Because Kiwikius are so rare, Mounce trains her field techs to search for them by sound, listening for their whistles high in the misty, mossy canopy of native ‘ohi‘a trees. Those long periods of listening are poignant, Laura Berthold, one of the researchers, tells me: The rainforest is far too quiet. She sits in the mud and tries to imagine what it used to sound like, back when long-disappeared birds filled all the ecological niches that now sit empty. She went to the Bishop Museum in Honolulu to see what she could of those missing species, marveling at the long, strange bills and beautiful plumage of extinct birds.

Mounce is grateful that the young scientists on her crew are able to do more than listen wistfully to a too-silent forest. She’s adamant that they don’t see themselves as documentarians of the final days of Hawaiian birds but as active builders of a more hopeful future. The high stakes in Hawaii, from this angle, are not signs of hopelessness, Mounce says, but of possibility.

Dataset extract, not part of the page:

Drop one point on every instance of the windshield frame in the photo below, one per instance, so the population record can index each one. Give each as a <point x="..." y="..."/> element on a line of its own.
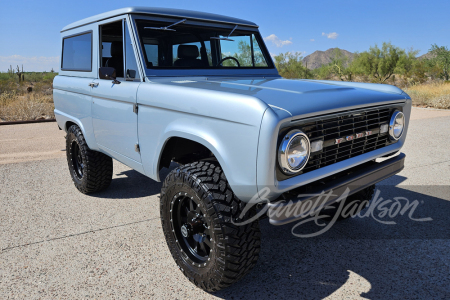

Where else, she wonders, can you get to see such a clear impact from your work? “Yes,” she acknowledges, “certain things seem like the battle is lost.” Then she lowers her voice to an exasperated whisper: “There are a lot of things where it’s not.

Mounce hadn’t heard Berthold’s description of how she spends her time in the forest, listening for the silent ghosts of missing birds. But the next day she paints a strangely similar picture. In the wide-open grassland of the restoration site, she says, after a long day of planting or seed gathering, she, too, likes to sit in the silence and listen for birds that aren’t there. She looks at the tiny seedlings reaching up from the dry soil but sees instead a spreading koa canopy, an understory thick with native birds’ favorite plants, and hears, high above her, the friendly whistle of a Kiwikiu.